Agenda after Brexit: British are looking for trading partners in the Middle East

After Brexit, the UK is looking for new trade partnerships and seems to be finding it in the Middle East. New agreements are to be forged in talks with several Gulf states.

Great Britain and the six member states of the Gulf Cooperation Council want to negotiate a free trade agreement. The Minister of Industry of Bahrain, Sajed bin Raschid al-Sajani, announced this on behalf of the alliance. The UK government initially spoke of “14-day consultations” with the public and businesses. The official negotiations should begin in 2022.

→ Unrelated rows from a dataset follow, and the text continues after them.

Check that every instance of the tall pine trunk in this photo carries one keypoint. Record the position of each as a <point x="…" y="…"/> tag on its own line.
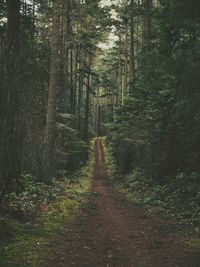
<point x="9" y="102"/>
<point x="48" y="153"/>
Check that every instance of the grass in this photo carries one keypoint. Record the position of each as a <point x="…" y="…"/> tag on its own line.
<point x="136" y="189"/>
<point x="24" y="243"/>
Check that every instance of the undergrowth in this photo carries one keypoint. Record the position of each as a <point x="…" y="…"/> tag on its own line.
<point x="177" y="200"/>
<point x="38" y="214"/>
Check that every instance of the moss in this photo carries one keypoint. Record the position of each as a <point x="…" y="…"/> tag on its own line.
<point x="24" y="244"/>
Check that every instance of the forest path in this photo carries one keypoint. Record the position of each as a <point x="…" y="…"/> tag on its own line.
<point x="111" y="231"/>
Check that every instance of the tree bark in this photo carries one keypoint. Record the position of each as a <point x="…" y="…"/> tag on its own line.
<point x="48" y="153"/>
<point x="9" y="102"/>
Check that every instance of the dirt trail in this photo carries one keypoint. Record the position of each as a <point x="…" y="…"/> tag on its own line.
<point x="110" y="231"/>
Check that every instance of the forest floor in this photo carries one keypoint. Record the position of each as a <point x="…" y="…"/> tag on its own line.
<point x="111" y="231"/>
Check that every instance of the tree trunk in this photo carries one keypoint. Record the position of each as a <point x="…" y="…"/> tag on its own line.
<point x="48" y="157"/>
<point x="9" y="102"/>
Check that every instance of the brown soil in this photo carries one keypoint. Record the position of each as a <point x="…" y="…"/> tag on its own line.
<point x="111" y="231"/>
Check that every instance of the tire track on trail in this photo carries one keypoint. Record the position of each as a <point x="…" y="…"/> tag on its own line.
<point x="110" y="231"/>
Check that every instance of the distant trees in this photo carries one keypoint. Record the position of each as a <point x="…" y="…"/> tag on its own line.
<point x="156" y="123"/>
<point x="47" y="53"/>
<point x="10" y="139"/>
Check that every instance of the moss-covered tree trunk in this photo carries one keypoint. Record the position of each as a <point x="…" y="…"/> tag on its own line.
<point x="48" y="153"/>
<point x="9" y="102"/>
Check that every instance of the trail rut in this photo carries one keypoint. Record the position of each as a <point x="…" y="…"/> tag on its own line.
<point x="110" y="231"/>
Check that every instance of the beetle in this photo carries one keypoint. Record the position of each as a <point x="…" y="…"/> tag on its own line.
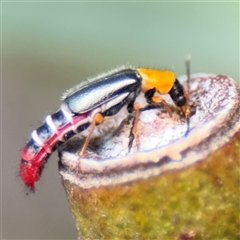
<point x="87" y="104"/>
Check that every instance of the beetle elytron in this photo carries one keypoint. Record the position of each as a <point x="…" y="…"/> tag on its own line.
<point x="87" y="104"/>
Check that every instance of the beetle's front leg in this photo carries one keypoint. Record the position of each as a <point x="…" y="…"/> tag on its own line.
<point x="157" y="100"/>
<point x="98" y="118"/>
<point x="133" y="132"/>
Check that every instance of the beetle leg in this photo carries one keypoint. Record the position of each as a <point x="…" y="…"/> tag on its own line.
<point x="98" y="118"/>
<point x="156" y="100"/>
<point x="133" y="132"/>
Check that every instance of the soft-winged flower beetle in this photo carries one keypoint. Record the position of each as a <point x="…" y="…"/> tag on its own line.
<point x="86" y="105"/>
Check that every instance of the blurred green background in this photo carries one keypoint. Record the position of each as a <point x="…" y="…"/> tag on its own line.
<point x="49" y="46"/>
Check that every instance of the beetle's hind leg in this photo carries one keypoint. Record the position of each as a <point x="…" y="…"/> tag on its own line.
<point x="98" y="118"/>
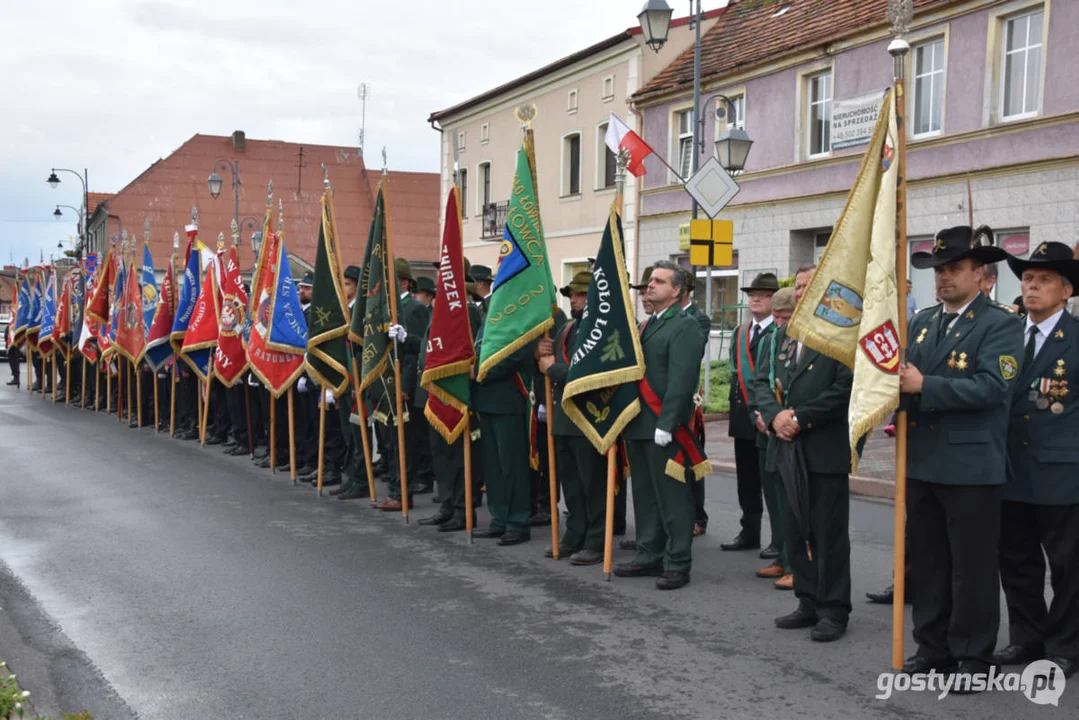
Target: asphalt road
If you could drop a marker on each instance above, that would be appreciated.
(144, 576)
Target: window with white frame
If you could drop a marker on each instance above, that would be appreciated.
(819, 113)
(608, 87)
(683, 122)
(571, 164)
(1021, 65)
(928, 86)
(604, 159)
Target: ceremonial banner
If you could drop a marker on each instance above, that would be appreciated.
(159, 349)
(606, 361)
(45, 344)
(372, 299)
(131, 330)
(850, 309)
(522, 295)
(327, 355)
(230, 360)
(201, 337)
(450, 351)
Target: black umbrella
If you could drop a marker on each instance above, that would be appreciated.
(791, 464)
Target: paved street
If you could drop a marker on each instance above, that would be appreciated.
(142, 576)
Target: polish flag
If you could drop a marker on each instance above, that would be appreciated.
(620, 137)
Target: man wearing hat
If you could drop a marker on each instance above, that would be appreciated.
(963, 363)
(581, 470)
(410, 328)
(745, 341)
(1039, 516)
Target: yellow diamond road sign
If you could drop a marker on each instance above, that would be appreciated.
(711, 243)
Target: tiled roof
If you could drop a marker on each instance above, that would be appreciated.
(166, 191)
(755, 31)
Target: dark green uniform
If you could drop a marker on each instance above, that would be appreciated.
(818, 389)
(956, 466)
(663, 506)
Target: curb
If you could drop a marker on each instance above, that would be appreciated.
(866, 487)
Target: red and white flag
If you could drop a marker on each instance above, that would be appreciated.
(620, 137)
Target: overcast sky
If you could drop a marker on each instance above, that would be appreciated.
(112, 85)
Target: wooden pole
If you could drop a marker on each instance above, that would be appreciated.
(609, 527)
(468, 499)
(273, 434)
(898, 608)
(291, 434)
(322, 437)
(362, 411)
(551, 471)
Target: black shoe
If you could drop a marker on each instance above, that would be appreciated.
(769, 553)
(920, 664)
(1014, 654)
(672, 580)
(454, 525)
(634, 570)
(511, 538)
(437, 518)
(796, 620)
(828, 629)
(540, 518)
(741, 542)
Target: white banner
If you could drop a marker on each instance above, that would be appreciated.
(854, 119)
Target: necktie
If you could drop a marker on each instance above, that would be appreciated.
(945, 321)
(1028, 352)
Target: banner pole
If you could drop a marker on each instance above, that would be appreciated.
(898, 49)
(609, 522)
(362, 411)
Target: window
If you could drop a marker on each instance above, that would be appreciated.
(819, 113)
(571, 164)
(463, 188)
(928, 86)
(604, 160)
(684, 160)
(1021, 66)
(608, 89)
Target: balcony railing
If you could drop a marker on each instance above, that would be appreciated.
(494, 220)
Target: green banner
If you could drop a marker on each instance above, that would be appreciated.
(327, 353)
(601, 395)
(522, 296)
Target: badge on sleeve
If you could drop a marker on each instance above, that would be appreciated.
(1008, 367)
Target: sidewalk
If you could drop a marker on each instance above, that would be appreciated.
(875, 476)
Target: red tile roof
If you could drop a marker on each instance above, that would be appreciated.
(752, 31)
(166, 191)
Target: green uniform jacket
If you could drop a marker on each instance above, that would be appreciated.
(958, 424)
(1042, 446)
(818, 389)
(671, 343)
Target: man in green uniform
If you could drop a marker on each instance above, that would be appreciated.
(663, 502)
(961, 364)
(1039, 516)
(815, 392)
(582, 471)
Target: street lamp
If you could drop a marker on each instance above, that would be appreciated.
(655, 19)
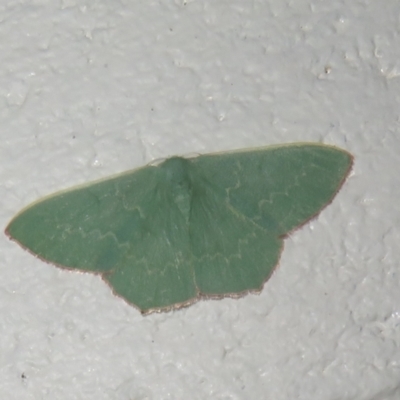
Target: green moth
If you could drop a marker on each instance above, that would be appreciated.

The British Minister for Foreign Trade, Anne-Marie Trevelyan, called a trade agreement with the Gulf States a “great opportunity” for British companies. The core areas are the food industry, digital services and renewable energies. It is also about “deepening relations with a region that is of vital importance to our strategic interests,” said Trevelyan.

In addition to Bahrain, the Gulf Cooperation Council also includes Saudi Arabia, the United Arab Emirates, Qatar, Kuwait and Oman. Trade between the UK and these countries was over £ 30 billion (€ 35 billion) last year, according to the UK government. Since leaving the EU, the British government has actively sought new trade agreements with a number of countries and groups of states.